Après la directive adoptée par le Parlement européen portant sur le secret des affaires en avril 2016, il s’agit d’un nouveau coup porté à l’investigation journalistique en France. Scandales de la dépakine, du levothyrox, du coton ouzbek (pour ne citer qu’eux), reportages en France ou à l’étranger sur des théâtres de guerre, à la découverte de cultures et de civilisations sont autant de sujets considérés d’utilité publique. Cela prend du temps et cela coûte évidemment de l’argent. Mais il s’agit bien d’éveiller les consciences, de susciter l’interrogation, l’émerveillement, l’étonnement ou l’indignation. Sortir des carcans d’une société de consommation en portant la contradiction, faire la lumière sur des pratiques, des actes que des citoyens pensaient impensables mais bien réels. Telle est « la première priorité du service public », comme le considère Yannick Letranchant, directeur de l’information.

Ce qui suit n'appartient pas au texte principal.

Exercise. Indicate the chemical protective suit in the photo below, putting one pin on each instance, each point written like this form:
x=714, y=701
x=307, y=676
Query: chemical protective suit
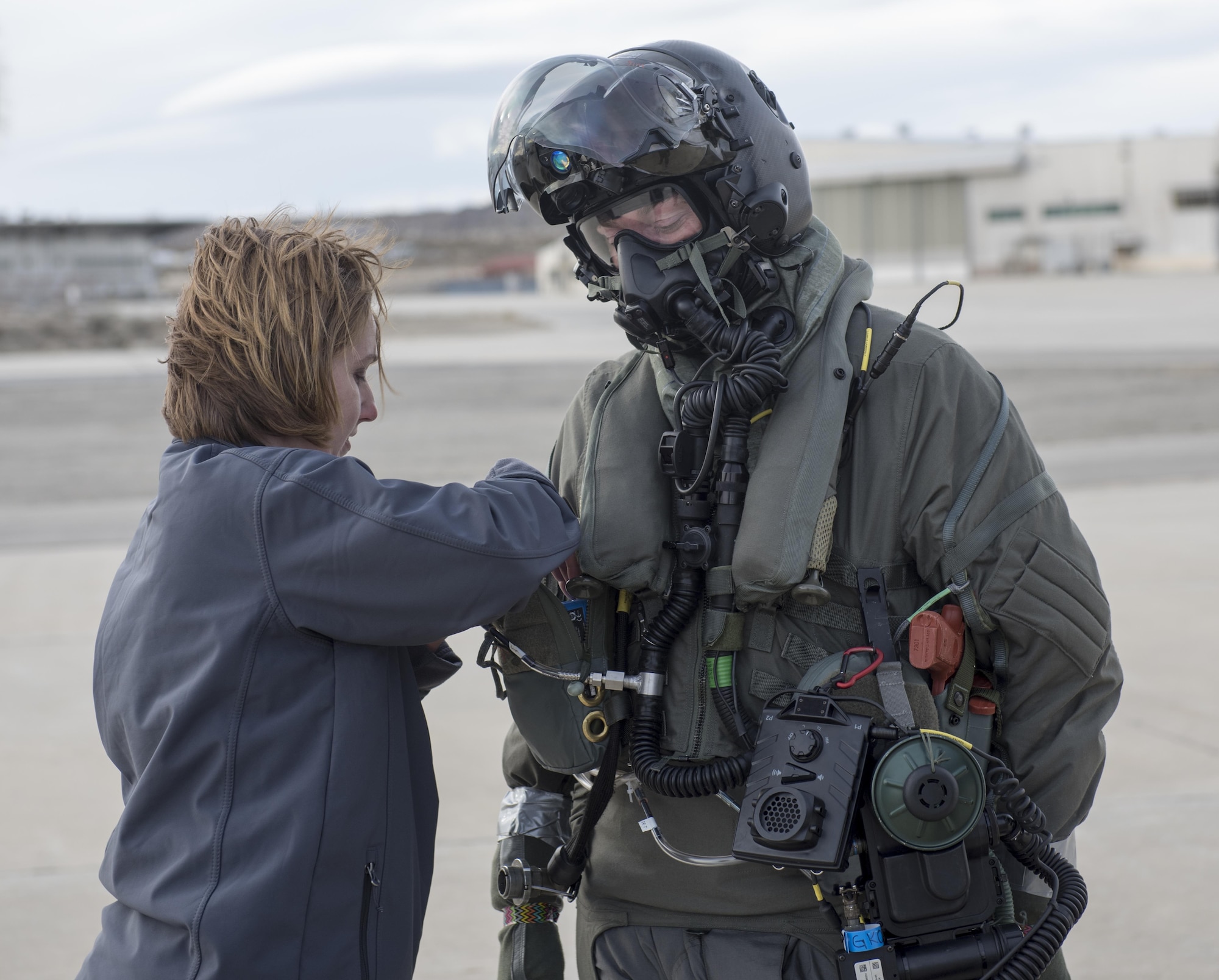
x=931, y=480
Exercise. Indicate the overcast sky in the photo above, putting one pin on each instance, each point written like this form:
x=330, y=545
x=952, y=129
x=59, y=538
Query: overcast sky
x=146, y=108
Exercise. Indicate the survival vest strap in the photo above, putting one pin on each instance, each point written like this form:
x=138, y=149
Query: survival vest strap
x=958, y=558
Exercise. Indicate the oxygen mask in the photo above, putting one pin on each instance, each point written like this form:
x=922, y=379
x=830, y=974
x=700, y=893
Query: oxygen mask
x=667, y=261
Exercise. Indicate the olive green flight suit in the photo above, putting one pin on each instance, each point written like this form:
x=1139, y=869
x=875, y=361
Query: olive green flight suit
x=919, y=436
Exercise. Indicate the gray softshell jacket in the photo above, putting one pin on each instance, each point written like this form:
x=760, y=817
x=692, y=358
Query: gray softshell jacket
x=258, y=680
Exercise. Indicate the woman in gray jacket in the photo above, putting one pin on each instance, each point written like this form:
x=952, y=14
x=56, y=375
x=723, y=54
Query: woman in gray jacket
x=268, y=639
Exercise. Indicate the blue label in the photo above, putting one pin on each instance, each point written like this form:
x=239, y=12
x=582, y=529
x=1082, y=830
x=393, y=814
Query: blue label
x=861, y=940
x=578, y=609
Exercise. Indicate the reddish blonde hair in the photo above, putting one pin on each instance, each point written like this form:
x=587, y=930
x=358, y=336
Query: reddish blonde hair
x=266, y=309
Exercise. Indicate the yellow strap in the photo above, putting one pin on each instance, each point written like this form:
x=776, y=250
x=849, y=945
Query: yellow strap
x=947, y=736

En conclusion, nous ne pouvions passer à côté d’une citation d’Albert Londres ô combien au goût du jour, prix éponyme que des journalistes d' »Envoyé Spécial » ont déjà remporté : « Je demeure convaincu qu’un journaliste n’est pas un enfant de chœur et que son rôle ne consiste pas à précéder les processions, la main plongée dans une corbeille de pétales de roses. Notre métier n’est pas de faire plaisir, non plus de faire du tort, il est de porter la plume dans la plaie. »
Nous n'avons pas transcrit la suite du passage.